Alternative Amine Scrubbing for CO2 Capture Utilizing Seawater and Nickel Nanoparticle Catalysts: A Microfluidic Approach

Abstract

As the consumption of fossil fuels has continuously grown to meet global energy demands, atmospheric emissions of greenhouse gases, particularly carbon dioxide (CO2), have rapidly increased over the last century. Excessive anthropogenic CO2 emissions have caused serious international concerns about climate change and its consequences. Postcombustion CO2 capture methods like amine scrubbing are currently being utilized to reduce CO2 emissions from fossil fuel power plants.
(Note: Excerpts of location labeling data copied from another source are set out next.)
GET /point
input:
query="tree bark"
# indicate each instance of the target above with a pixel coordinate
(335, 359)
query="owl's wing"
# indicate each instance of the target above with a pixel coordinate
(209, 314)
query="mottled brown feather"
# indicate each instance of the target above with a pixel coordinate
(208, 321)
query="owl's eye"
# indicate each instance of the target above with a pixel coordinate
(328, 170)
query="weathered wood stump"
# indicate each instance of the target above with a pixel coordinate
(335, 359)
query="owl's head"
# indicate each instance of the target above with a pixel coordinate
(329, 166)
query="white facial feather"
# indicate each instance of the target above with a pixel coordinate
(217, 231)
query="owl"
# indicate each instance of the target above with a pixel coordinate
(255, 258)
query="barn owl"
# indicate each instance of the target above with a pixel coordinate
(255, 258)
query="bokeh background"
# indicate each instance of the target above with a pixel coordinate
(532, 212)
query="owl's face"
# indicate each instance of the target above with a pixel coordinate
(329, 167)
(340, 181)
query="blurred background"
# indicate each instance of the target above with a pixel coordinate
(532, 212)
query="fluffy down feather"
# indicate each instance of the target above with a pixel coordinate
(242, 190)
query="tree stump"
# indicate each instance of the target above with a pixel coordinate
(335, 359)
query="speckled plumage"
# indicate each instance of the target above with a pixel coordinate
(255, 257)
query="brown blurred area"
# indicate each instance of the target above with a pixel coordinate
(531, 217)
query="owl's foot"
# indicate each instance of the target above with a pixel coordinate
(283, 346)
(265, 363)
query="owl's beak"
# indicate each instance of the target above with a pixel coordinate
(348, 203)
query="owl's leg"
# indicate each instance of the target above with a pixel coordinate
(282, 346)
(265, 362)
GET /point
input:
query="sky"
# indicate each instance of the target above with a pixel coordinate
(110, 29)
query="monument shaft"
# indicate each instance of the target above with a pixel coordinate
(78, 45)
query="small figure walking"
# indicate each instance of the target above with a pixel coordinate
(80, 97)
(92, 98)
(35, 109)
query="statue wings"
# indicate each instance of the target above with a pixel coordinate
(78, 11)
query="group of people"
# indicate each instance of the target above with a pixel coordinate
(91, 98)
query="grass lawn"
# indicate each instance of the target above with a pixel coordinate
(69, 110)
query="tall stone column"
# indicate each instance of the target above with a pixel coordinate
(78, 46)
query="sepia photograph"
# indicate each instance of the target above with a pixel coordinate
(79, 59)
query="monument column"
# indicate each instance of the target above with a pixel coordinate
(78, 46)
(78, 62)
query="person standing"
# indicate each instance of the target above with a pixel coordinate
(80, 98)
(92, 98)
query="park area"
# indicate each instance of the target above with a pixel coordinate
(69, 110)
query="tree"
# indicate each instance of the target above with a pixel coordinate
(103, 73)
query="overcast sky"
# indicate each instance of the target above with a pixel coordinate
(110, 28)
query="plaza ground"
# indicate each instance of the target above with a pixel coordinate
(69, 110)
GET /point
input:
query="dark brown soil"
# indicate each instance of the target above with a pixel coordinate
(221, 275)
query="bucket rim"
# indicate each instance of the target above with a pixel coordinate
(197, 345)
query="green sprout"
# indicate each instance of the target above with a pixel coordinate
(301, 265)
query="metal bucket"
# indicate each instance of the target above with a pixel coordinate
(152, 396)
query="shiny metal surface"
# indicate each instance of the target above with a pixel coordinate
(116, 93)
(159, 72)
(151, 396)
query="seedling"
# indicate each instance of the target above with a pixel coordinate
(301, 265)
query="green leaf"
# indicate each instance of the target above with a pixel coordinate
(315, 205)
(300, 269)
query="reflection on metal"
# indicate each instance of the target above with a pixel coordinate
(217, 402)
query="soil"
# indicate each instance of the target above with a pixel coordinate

Aqueous monoethanolamine (MEA) solutions are the most prominent solvents used in this process due to their high CO2 absorption capacity and rapid reaction rate. Unfortunately, the CO2 scrubbing process that employs the amine solutions produces environmentally harmful toxic wastewater and consumes large amounts of freshwater. This research analyzes the effectiveness of an alternative amine scrubbing method that utilizes seawater-based solutions containing nickel nanoparticles as catalysts. The goal is to minimize the use of MEA required in the amine scrubbing process and eliminate the use of freshwater. In a microfluidic environment, CO2 microbubbles were generated and their change in size with respect to time was observed to determine the CO2 absorption capacity and CO2 absorption rate of test solutions. Seawater demonstrated a greater intrinsic CO2 absorption capacity than freshwater, absorbing over 9% more CO2. Additionally, the energy required for solvent regeneration, the most energy intensive and costly part of amine scrubbing, was estimated to be 3-4% less in seawater. Moreover, seawater-based MEA solutions achieved up to 97% CO2 absorption, outperforming freshwater-based MEA solutions by approximately 10%. All seawater solutions demonstrated a faster CO2 absorption rate than their freshwater counterparts. Lastly, in seawater- and freshwater-based solutions, nickel nanoparticles were effective in improving CO2 absorption by up to 4% and 12%, respectively. Seawater- nickel nanoparticles-based amine solutions demonstrated the greatest capability for CO2 capture with the highest CO2 absorption capacity and CO2 absorption rate of all test solutions.